There is a darkness far worse than physical darkness. Those who have struggled with depression struggle to tell us what it is like to feel an overwhelming sense of darkness. And there is the darkness of grief, the darkness of ignorance, the darkness of failure, the darkness of fear, the darkness of guilt. That is why one of the great symbols of the Christmas story is light, God’s light, piercing into the darkness of our fallen world and the darkness of our broken lives.

The Christmas story is all about hope, about God’s light piercing the darkness. I’m impressed by how often the concept of light occurs in the Christmas story. 700 years before Jesus was born, Isaiah foretold his coming with these words: “The people walking in darkness have seen a great light; on those living in the land of the shadow of death a light has dawned…. For to us a child is born, to us a son is given, and the government will be on his shoulders. And he will be called Wonderful Counselor, Mighty God, Everlasting Father, Prince of Peace” (Isaiah 9:2,6). Zacharias, the father of John the Baptist, reiterated those words as he celebrated the birth of his son and the Messiah, speaking “the tender mercy of our God, by which the rising sun will come to us from heaven to shine on those living in darkness and in the shadow of death, to guide our feet into the path of peace” (Luke 1:76-79). When the angel appeared to the shepherds, he not only declared “Today in the town of David a Savior has been born for you; he is Christ the Lord,” but as he did “the glory of the Lord shone around them” (Luke 2:9, 11), transforming the Bethlehem night. When Jesus was dedicated in the temple, an old man to whom God had given prophetic insight, Simeon, took the infant Jesus in his arms, declaring “My eyes have seen your salvation, which you have prepared in the sight of all people, a light for revelation to the Gentiles and for glory to your people” (Luke 2:31, 32).

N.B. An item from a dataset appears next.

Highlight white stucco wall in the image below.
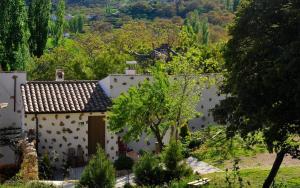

No one says it better than John: at our Lord’s birth, “the genuine light was coming into the world” (John 1:9). Light is embodied in a person, the one who could say, “I am the light of the world. The one who follows me will not walk in darkness but will have the light of life” (John 8:12). He who made light and the lights came as light to dissipate spiritual ignorance by revealing truth, to dispel despair by inspiring hope, and to drive out moral darkness by bringing forgiveness. Christmas lights don’t just decorate our houses and trees; they point us to he who is the Light!